There are many consequences from this “down-marketizing.” One that most seem to focus on is the increasing valuation, and consequently, declining returns. But what I find to be a more interesting observation is the transfer of wealth—from Wall Street investors to Main Street business owners. Emphasis: transfer of wealth to even the small business owners of Main Street, which were historically considered too small, too niche, or too risky to invest in.
Another vantage point that I have is that my father is an accountant with mostly small business clientele. And never would I have thought that my world of private equity investing would collide with his world of small business accounting.
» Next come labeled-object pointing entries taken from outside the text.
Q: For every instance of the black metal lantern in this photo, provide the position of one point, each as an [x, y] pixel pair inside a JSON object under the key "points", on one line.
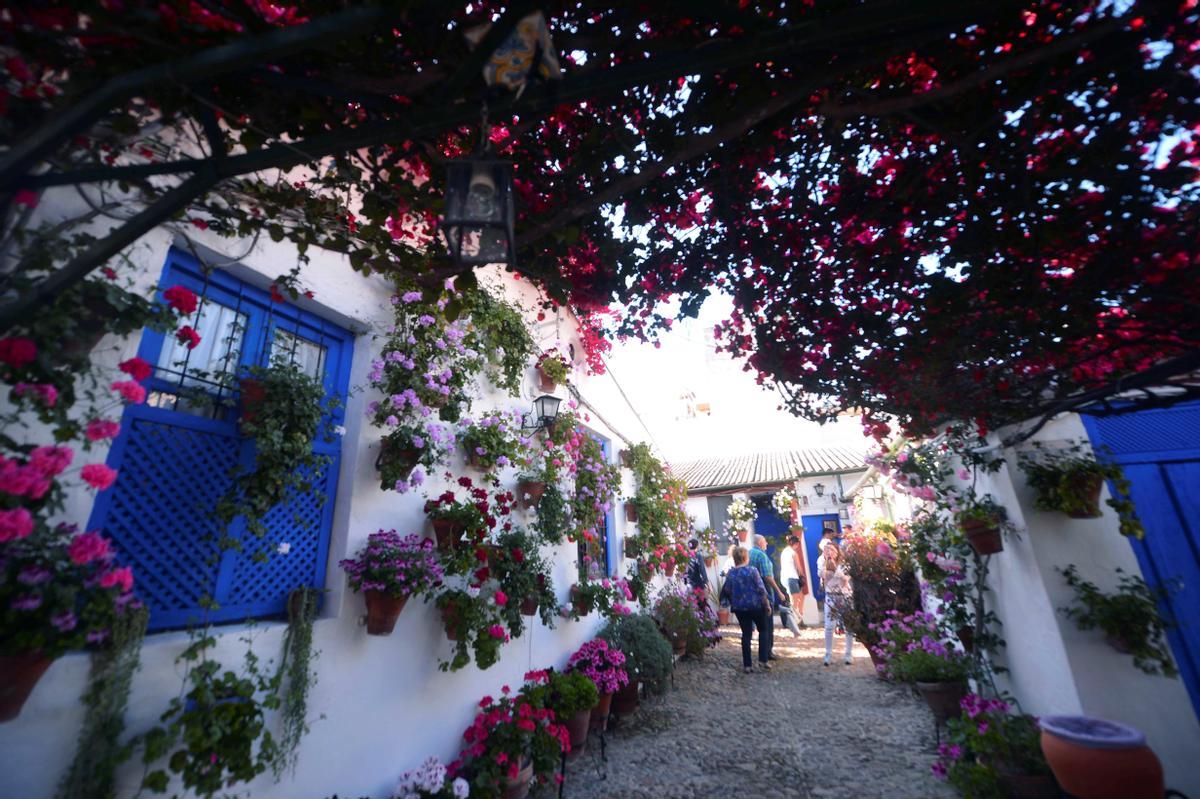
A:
{"points": [[477, 227]]}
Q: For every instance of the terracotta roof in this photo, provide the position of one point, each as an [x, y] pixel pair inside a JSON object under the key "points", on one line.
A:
{"points": [[766, 468]]}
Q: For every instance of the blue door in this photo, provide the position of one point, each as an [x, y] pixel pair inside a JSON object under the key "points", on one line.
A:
{"points": [[1159, 451], [814, 528]]}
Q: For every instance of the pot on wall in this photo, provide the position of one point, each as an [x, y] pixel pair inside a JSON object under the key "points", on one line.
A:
{"points": [[600, 713], [1098, 758], [983, 536], [624, 701], [383, 610], [531, 491], [943, 698], [18, 677]]}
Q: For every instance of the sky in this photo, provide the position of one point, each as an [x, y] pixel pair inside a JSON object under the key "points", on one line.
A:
{"points": [[744, 418]]}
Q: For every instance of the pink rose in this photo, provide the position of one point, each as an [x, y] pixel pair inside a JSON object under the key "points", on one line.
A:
{"points": [[97, 475], [15, 523], [87, 547]]}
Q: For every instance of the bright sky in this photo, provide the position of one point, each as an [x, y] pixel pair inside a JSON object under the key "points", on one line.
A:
{"points": [[744, 419]]}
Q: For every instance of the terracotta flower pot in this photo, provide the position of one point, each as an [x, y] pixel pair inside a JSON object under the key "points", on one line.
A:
{"points": [[519, 787], [18, 676], [577, 728], [1086, 491], [534, 488], [983, 536], [1101, 760], [383, 610], [600, 713], [448, 534], [624, 701], [943, 698]]}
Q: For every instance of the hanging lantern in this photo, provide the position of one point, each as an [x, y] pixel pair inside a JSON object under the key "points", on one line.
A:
{"points": [[477, 227]]}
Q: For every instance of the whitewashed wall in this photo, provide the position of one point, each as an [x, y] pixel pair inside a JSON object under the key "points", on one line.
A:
{"points": [[1055, 667], [379, 704]]}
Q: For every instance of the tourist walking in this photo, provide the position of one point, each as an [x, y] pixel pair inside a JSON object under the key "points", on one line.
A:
{"points": [[791, 577], [838, 595], [747, 595], [761, 560]]}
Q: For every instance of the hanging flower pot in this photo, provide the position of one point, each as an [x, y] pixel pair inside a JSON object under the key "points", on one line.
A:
{"points": [[577, 728], [624, 701], [1084, 488], [18, 677], [982, 535], [600, 713], [1096, 757], [448, 534], [519, 787], [531, 491], [383, 610], [943, 698]]}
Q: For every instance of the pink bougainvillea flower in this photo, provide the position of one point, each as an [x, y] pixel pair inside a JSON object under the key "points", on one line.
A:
{"points": [[130, 391], [17, 352], [137, 368], [87, 547], [123, 577], [97, 475], [186, 335], [102, 428], [16, 523], [181, 299]]}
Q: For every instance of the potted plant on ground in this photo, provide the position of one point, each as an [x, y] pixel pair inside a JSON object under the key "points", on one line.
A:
{"points": [[1128, 618], [525, 578], [939, 672], [570, 696], [552, 370], [473, 619], [1069, 481], [647, 652], [432, 780], [990, 754], [60, 592], [605, 666], [509, 744], [983, 521], [388, 571]]}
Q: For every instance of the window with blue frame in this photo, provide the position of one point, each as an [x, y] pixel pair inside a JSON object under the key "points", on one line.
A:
{"points": [[178, 452]]}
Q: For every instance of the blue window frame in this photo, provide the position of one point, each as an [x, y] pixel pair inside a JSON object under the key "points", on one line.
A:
{"points": [[175, 458]]}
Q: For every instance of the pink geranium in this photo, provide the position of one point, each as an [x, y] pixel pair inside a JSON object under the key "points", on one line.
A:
{"points": [[87, 547], [97, 475], [16, 523]]}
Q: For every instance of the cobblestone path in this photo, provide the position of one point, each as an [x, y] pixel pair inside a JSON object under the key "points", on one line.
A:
{"points": [[799, 731]]}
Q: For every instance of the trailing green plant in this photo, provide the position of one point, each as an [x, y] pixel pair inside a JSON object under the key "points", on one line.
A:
{"points": [[475, 617], [1063, 479], [499, 335], [297, 678], [553, 365], [647, 650], [523, 574], [93, 773], [283, 410], [214, 734], [1129, 618], [553, 515]]}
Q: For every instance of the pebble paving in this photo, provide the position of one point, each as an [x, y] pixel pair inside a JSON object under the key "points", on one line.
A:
{"points": [[796, 732]]}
But about a year ago, I got a call from my father, who out of the blue asked if I knew of Greenbriar Equity. I said yes and asked why. Apparently one of his small business clients that provides commercial cleaning services was approached by a company owned by Greenbriar Equity. Huh?
When I got back to my office, I started looking into this. Does Greenbriar actually have a company in facilities management space? Yes. Have they been on an acquisition spree? Yes. Ok, so at least this doesn’t seem to be a complete scam. I called my father again, and he’d been gathering some more information. Apparently it wasn’t just his client that’s been approached, but a bunch of his friends in the area got the call.
Without disclosing too much information, this cleaning business was doing mid-six figures of profit (before owner’s compensation). Greenbriar’s latest fund is $3.5 billion.
The owner didn’t end up selling, but if I had to guess, he was likely going to net low seven-figures. What a success story it’d have been for an immigrant small business owner!
Now, this is an isolated example, but this transfer of wealth is really happening. Private equity investing is getting more and more competitive, and one of the beneficiaries of this stiff competition is smaller business owners (and hopefully many immigrant small business owners who have been overlooked in the past).
A lingering question for me is: are these small business owners, especially immigrant small business owners, ready to take advantage of this phenomenon? What role can I play to help in this transfer of wealth?